Last week I joined another Facebook group geared specifically toward critiques. Usually I just read selective topics and take it all in, rarely posting. As many of you know, my struggle with abstract vs. representational art continues and I decided to post about my personal struggles in the critique group.
Here is the condensed version of my post:
"Truth be told, I seem unable to create art without connecting landscape into everything I do. I started a series of abstract paintings this summer, but keep falling back into the small representational works.
So I struggle, do I push toward abstract, do I do both? or am I better off sticking to the small, salable, easy to relate to representational works? Is encaustic art suppose to be abstract? All feedback welcome."
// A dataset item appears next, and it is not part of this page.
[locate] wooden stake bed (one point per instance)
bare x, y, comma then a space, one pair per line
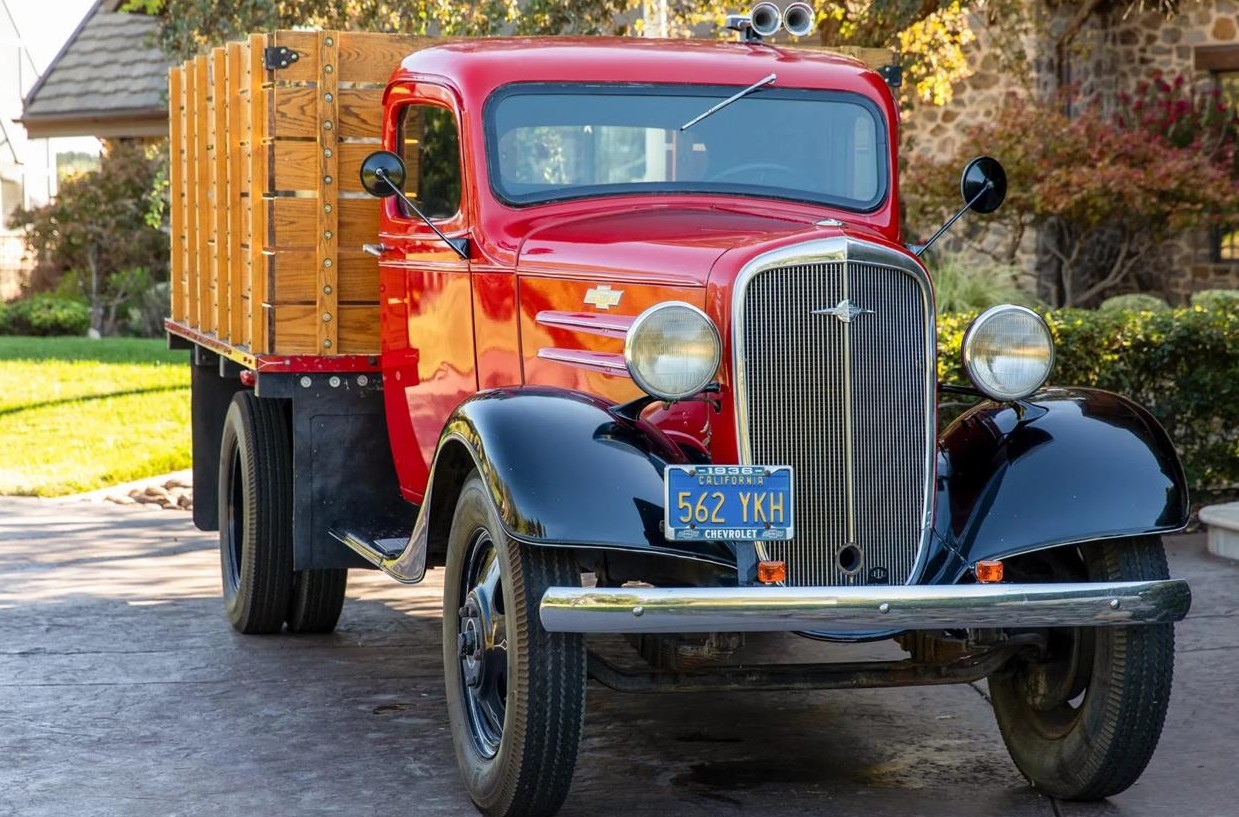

I received such wonderful responses but the three that stuck out most in my mind were from three artists I have actually met.
Rodney Thompson -
"'So I struggle, do I push toward abstract, do I do both? or am I better off sticking to the small, salable, easy to relate to representational works'...which one thrills you, delights you, intrigues you, makes you most happy to see your finished work ?"
Rodney's art blows me away, his connection with spirituality and earth is like no one else.
Laura Moriarty -
"It sounds to me like you are rushing the process of finding an authentic voice in order to put your work in the marketplace. Ultimately the direction of your work must be determined by you, not others. I think it's best to be clear about what you are doing before you start marketing it. For now, it may be best for you to sell the work you understand, while you continue to develop the complexity. Slow down, and let the new body of work build. Take your audience along for the ride in a way that helps them understand the twists and turns in the road. You do that really well with your blog, btw. But don't sell work until you have a chance to get really comfortable with it.
Laura's art takes encaustic into a deeper, more physical view of geographic wonder.
Hylla Evans -
"Robin, you do know some of us. Don't let lack of confidence into your studio. Paint, paint, paint. Save the second guessing for later editing what you want to show. Chill and paint. Landscape seems always to be referenced when an abstract is grounded in horizontal lines. That isn't a bad thing. You can sell them both. Don't think about finding an audience while you're painting. Save those decisions for afterward. "
Hylla taught a color mixing workshop that I attended several years ago as well as a talk about artistic copyright. Her encaustic paints are rich and lush and remind me most of the Holbein paints I use in watercolor.
There were many more responses, but what a wonderful place for professional (and personal) support.
Next month I look forward to following my heart and seeing where the paints take me.
I continue to sell small representational works. I add my signature using a custom made chop, a translation of my name in Chinese. After several years of trying to always stamp work in just the right spot I decided to order a new chop using a circular design. 4 different characters that translate my name both phonetically and literally make up the chop. I used the same company that I discovered online when ordering the first chop, and once again I embraced the ease and accessibility of online resources.
As easy as using the internet is, nothing replaces human touch and the need for a hug.